La propuesta para despenalizar el aborto y reconocerlo como derecho a la salud en México conforme a las leyes generales del país y a criterios internacionales fue rechazada en la Primera Sala de la Suprema Corte de In-Justicia de la Nación (SCJN) por el ministro Juan Luis González Alcántara Carrancá, la ministra Norma Lucía Piña Hernández, Ana Margarita Ríos Farjat, y Alfredo Gutiérrez Ortiz Mena.

Lo que festeja la población católica del país es que niñas, adolescentes y mujeres no tengan un acceso integral a la salud, pues los estándares internacionales señalan que los derechos humanos como el de vida, salud, intimidad y a la no discriminación son violados cuando los Estados vuelven los servicios de aborto inaccesibles para las mujeres.

El derecho Internacional responsabiliza a los estados por ejercer leyes restrictivas de aborto, por las altas tasas de muerte y lesiones de mujeres que recurren a abortos clandestinos; así como por no garantizarlo cuando éste es legal. 

En la cartilla de los derechos sexuales y reproductivos de las mujeres elaborada por la CNDH, el artículo sexto, séptimo y el doceavo hablan explícitamente sobre nuestro derecho al aborto seguro y legal, un derecho violado en el país si así lo decide el sistema Iglesia-Estado. Los estados convierten los derechos en recomendaciones, por ello los discuten, en lugar de ejercerlos. 

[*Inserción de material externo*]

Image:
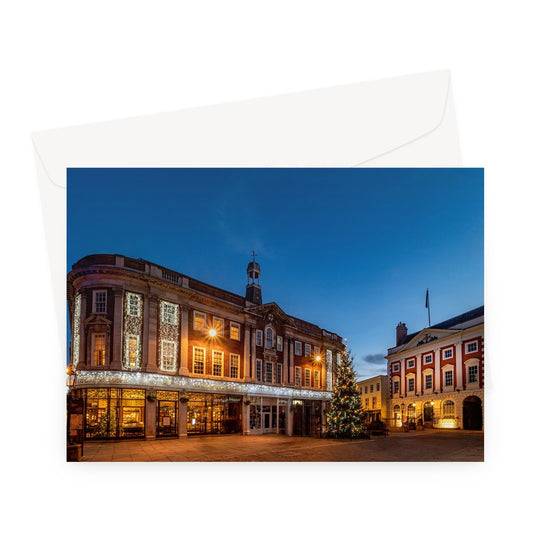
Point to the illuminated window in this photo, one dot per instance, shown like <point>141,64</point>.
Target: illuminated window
<point>269,338</point>
<point>169,313</point>
<point>448,353</point>
<point>133,304</point>
<point>133,350</point>
<point>198,360</point>
<point>168,356</point>
<point>279,368</point>
<point>448,409</point>
<point>234,365</point>
<point>280,344</point>
<point>472,374</point>
<point>234,331</point>
<point>471,347</point>
<point>99,350</point>
<point>199,321</point>
<point>268,372</point>
<point>218,362</point>
<point>218,325</point>
<point>317,379</point>
<point>298,376</point>
<point>99,301</point>
<point>297,348</point>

Hoy México festejó que las niñas van a continuar siendo obligadas a parir. En 2019 se registraron alrededor de 390 mil partos de niñas y adolescentes que tenían entre 9 y 19 años. Se reporta que la mayoría de las menores de 14 años fueron obligadas a parir productos de violaciones. Sus violadores eran sobre todo parientes que jamás fueron denunciados. La mayoría de los 28 bebés que nacieron al día en 2019 fueron paridos por una niña que fue violada.  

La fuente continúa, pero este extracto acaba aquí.